Mexican President Felipe Calderon said on Saturday that his controversial war on drugs had cost criminal gangs US$14.5 billion as he submitted his administration’s last report to congress.
Calderon leaves office on Dec. 1 after a six-year term that has been overshadowed by his government’s struggle to tame drug-related violence that has left more than 50,000 people dead since 2006.
In his final report to the new congress, the conservative leader, who is limited to one term by law, focused on the capture of gang leaders and the massive seizures of cash and drugs.
“During this administration, the federal government was committed to returning peace and calm to Mexicans, as well as preventing violence and building the foundations of an authentic and lasting peace,” Calderon’s report said.
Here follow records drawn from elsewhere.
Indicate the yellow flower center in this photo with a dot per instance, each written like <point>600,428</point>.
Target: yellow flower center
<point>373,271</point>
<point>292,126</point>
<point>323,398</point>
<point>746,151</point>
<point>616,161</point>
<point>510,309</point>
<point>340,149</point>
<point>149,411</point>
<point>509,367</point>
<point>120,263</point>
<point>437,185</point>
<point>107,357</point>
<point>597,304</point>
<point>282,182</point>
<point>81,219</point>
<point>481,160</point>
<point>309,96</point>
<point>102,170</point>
In the past six years, authorities have seized 114 tonnes of cocaine, nearly 11,000 tonnes of marijuana and more than 75 tonnes of methamphetamines.
More than 100,000 vehicles, 515 boats and 578 aircraft have been confiscated, along with more than US$1 billion in cash.
All these actions represented a loss of US$14.5 billion for the cartels, Calderon said. According to the public security ministry, the criminal organizations control a US$64 billion market.
Outside the congress, which opened its first session since July 1 elections, some 5,000 protesters demonstrated against Calderon’s security strategy.
The student movement #Yosoy132 submitted its own “counter-report” which read: “We have seen a cowardly president speak about courage while society contributed the dead, the displaced, the kidnapped and the ill-treated by the authorities.”